In Writ Appeal No. 27 of 1963, Income-tax Officer, Nellore v. Sundararami Reddy, Chandra Reddy C.J. explained the legal position as follows (after quoting section 44) :
'The crucial words in this section to be considered by us are,...... shall, in respect of the income, profits and gains of the firm or association, be jointly and severally liable to assessment under Chapter IV and for the amount of tax payable and all the provisions of Chapter IV shall, so far as may be, apply to any such assessment. These words indicate that the erstwhile partners are jointly and severally liable to assessment in respect of the income and for the amount of tax payable. The expression and for the amount of tax payable, in our opinion, connotes the tax as determined in the assessment notwithstanding the dissolution. In our considered opinion, the primary aim of this section being to assess the income derived prior to the dissolution, it does not come into play in respect of assessments made before the discontinuance or dissolution of the association or partnership. In cases where the share of each of the partners was brought to tax prior its discontinuance or dissolution, the liability of each of the partners is to be traced to that assessment. We do not think that section 44 seeks to enlarge the liability of individual partners already determined under section 23(5). The language of the section does not warrant the interpretation that notwithstanding that the prior assessment had computed the tax payable by each of the partners under section 23(5), it has fastened a joint and several liability of each of the partners.'
Similarly, in the Madras case, the question that the court had to consider was formulated thus in the course of the judgment :
'The question that arises for consideration is whether on the discontinuance and dissolution of a registered firm, the partners of which have been assessed to tax under section 23 of the Indian Income-tax Act, the tax liability of one of the partners in regard to his share of the income of the firm can be shifted and fastened upon the other partner or partners invoking the aid of section 44 of the Act.'
After discussing the relevant provisions of the Act, as they then stood, the learned judges answered the question thus :
'Before 1956, section 23(5) provided that the sum payable by the firm shall not be determined. An assessment to tax of the firms income in the hands of the partners marks the termination of the liability of the firm as such...... There is nothing in that section (section 44) which creates a new liability on the partners of a registered firm, who have been already assessed to tax so as to make them vicariously liable for tax not levied upon them, and which cannot be levied upon them, having regard to the scheme of the Act.

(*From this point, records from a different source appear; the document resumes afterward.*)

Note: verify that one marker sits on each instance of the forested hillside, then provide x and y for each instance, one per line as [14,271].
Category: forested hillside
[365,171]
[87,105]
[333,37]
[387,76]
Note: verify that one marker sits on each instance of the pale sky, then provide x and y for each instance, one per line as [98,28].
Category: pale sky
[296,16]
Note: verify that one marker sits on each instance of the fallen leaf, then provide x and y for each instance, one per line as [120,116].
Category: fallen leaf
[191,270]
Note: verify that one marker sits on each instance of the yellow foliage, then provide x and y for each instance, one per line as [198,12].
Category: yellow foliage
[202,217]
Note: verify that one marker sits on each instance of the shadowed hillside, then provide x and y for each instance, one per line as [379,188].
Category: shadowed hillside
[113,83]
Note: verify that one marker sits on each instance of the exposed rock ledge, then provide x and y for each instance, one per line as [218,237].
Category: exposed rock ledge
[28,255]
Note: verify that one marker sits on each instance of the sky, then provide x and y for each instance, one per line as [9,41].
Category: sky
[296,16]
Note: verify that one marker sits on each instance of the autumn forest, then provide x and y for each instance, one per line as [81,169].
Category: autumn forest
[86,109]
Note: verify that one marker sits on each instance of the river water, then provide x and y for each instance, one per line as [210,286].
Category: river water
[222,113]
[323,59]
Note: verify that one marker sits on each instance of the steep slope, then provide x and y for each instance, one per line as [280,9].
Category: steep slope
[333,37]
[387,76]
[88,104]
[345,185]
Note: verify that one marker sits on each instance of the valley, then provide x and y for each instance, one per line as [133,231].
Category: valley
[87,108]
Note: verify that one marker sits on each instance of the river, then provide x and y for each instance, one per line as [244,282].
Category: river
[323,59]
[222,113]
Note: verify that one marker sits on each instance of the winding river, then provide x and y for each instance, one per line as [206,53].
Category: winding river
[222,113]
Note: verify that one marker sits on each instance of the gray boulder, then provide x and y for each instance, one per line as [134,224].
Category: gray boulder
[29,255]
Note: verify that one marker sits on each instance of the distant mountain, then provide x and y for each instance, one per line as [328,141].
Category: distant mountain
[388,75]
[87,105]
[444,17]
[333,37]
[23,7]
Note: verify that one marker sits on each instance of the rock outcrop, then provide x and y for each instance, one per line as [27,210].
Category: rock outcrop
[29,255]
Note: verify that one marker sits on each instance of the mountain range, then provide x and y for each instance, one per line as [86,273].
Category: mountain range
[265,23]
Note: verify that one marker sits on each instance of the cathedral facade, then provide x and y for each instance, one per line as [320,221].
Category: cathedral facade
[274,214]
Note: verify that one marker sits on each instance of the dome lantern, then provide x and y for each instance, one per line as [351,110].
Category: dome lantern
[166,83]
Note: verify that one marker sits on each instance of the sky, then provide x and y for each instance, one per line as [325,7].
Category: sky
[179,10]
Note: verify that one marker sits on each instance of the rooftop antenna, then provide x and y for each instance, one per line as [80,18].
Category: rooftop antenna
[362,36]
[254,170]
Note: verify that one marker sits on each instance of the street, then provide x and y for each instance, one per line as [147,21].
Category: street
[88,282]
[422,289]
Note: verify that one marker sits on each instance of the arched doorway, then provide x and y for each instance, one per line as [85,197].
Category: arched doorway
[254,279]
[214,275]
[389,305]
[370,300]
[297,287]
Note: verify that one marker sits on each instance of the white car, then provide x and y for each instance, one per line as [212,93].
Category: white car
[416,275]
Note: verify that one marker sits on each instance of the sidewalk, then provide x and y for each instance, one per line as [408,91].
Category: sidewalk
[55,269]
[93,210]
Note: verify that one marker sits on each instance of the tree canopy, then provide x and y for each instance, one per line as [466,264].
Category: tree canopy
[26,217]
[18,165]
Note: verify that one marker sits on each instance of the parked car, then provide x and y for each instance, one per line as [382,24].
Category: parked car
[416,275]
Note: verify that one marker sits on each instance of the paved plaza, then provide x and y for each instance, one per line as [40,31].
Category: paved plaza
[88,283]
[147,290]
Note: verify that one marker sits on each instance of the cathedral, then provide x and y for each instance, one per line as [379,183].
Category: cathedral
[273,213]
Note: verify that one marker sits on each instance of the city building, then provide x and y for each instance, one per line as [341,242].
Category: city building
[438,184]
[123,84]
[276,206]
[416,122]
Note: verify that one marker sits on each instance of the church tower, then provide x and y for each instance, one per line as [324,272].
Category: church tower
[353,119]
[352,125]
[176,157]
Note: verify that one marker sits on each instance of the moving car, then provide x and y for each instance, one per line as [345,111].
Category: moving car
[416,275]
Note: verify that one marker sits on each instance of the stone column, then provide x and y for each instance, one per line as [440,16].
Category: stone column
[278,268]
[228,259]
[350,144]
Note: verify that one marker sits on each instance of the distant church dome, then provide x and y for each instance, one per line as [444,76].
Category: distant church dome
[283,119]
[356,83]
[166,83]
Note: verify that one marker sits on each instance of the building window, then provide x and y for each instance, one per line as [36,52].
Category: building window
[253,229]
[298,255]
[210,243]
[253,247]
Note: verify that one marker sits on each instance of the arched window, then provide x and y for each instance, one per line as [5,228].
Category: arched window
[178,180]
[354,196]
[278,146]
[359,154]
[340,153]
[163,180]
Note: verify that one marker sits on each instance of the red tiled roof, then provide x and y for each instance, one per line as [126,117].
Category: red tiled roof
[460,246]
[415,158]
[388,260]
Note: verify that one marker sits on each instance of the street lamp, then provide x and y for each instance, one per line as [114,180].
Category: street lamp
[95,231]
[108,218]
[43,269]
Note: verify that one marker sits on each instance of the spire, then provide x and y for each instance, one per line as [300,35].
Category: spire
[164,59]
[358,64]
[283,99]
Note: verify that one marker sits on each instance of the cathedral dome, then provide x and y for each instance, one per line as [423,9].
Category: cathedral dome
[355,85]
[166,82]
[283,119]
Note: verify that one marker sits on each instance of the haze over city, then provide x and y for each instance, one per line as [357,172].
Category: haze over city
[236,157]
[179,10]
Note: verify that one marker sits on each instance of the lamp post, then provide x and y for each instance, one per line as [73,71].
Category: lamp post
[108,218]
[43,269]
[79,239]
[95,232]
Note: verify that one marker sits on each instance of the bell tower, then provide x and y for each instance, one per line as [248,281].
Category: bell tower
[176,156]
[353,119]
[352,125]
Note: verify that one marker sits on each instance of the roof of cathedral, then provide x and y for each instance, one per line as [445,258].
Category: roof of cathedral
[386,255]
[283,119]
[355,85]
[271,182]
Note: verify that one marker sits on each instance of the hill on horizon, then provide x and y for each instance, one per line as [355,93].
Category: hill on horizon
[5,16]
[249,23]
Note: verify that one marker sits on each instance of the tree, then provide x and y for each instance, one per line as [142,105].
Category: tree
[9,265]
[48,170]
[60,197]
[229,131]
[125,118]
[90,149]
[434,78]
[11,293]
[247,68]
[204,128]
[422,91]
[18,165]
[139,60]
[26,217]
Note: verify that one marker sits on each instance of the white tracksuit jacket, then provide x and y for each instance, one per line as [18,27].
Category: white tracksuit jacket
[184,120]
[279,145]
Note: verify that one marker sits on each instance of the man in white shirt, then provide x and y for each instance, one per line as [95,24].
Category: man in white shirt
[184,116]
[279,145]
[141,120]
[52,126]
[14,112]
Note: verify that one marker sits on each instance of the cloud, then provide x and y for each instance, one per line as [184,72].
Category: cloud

Learned counsel for the department also urges that in effect and in substance the tax liability of each partner is really that of the firm and whatever may be the mode of distribution of that liability under the Act, no partner can avoid tax in respect of any portion of the firms income. We have no hesitation in rejecting this argument as it is quite obvious that once the income of the firm is computed and each partner is assessed to tax with regard to his share of that income, the liability of the firm to tax is at an end and the only liability is that of the partner, who has been assessed and who suffers the tax.'
It is manifest, therefore, that the ratio of those two decisions cannot be pressed into service in the present case, as the assessment itself was made after the discontinuance of the business of the firm.
It follows that there are no merits in this writ petition and it is accordingly dismissed with costs. Advocates fee Rs. 100.